First, keep yourself and your clothes clean and presentable. This should be “life 101,” of course. Take a daily shower. Practice good oral hygiene. Keep your hair brushed. Use deodorant. These are all things you should be doing as a normal life routine.
Second, carry yourself with confidence. This is something that has to be learned, and it’s one of the areas where I agree with the sentiment of “fake it until you make it.” You need to feel like you belong in a room when you go there, that you’re the equal of everyone there and can carry on a conversation with anyone there.
Yes, this is hard for some people. I’m introverted, and I find that I have to prepare myself mentally in order to feel and be confident in a group of people.
Also, confidence and arrogance aren’t the same thing. Arrogance comes from a sense of being better than others in a group. Confidence is merely a sense of being equal to everyone in a group.
Third, participate but don’t dominate. Don’t shy away from participating in discussions or from starting up conversations with people.
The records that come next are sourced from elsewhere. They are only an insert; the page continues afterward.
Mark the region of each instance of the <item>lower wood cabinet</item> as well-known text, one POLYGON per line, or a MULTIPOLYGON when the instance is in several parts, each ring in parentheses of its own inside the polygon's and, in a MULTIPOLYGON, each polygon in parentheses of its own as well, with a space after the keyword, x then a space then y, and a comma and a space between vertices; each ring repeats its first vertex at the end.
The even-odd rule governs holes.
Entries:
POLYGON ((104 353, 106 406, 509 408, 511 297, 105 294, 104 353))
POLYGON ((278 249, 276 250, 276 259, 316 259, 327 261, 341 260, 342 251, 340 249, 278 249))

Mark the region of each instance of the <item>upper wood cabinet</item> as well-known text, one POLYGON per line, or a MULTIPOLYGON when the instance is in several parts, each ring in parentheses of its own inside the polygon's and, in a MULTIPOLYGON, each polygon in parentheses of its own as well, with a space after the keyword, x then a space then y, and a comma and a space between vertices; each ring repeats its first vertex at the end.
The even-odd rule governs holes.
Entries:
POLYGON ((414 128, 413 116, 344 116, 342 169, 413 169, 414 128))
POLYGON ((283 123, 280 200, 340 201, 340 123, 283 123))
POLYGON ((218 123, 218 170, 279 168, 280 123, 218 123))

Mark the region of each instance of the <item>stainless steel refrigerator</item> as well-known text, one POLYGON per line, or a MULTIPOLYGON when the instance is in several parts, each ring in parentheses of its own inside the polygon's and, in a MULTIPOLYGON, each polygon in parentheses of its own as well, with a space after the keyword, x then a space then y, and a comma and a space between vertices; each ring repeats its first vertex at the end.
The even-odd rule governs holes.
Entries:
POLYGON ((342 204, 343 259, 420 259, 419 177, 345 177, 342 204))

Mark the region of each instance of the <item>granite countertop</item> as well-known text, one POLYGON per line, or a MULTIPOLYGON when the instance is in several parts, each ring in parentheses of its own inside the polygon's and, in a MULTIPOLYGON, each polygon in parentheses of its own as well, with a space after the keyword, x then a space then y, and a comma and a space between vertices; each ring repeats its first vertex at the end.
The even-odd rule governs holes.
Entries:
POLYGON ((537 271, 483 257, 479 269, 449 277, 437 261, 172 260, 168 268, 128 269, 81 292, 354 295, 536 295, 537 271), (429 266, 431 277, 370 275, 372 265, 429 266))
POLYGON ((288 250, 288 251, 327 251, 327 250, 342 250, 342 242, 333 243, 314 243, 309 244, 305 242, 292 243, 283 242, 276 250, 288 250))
At the same time, don’t dominate those discussions, either. You should not be the person who has said the most words over the course of a long conversation or, if you are, it shouldn’t be by a very large margin.
I use two tactics for participating in conversations with people. First, if I don’t know what to say, I ask the other person about themselves, listen to what they say, and try to follow up with more questions or with something worthwhile. Second, when I do make a point on a conversational topic, I won’t do it unless I have some specific reasons why I feel that way. Statements without evidence often get you in trouble, particularly when the statements aren’t purely positive in nature.
Fourth, smile. When you pass by people and you see them look at you, smile at them. For me, the easiest way to do this is to picture that person having fun with a little child, because that always brings a smile to my face.
A person that smiles at you, particularly when that smile seems genuine, is always going to get a positive boost in how you perceive them.
Finally, step up to the plate when it’s needed and follow through on what you promise. Not only does this cultivate strong positive feelings among the people you already know, that impression spreads to others. People are more likely to say positive things about you, talk to you in other situations, and so on.
You don’t need much more than this to cultivate a strong positive social status. You don’t need expensive clothes or an expensive car. You just need to be presentable, approachable, confident, and reliable.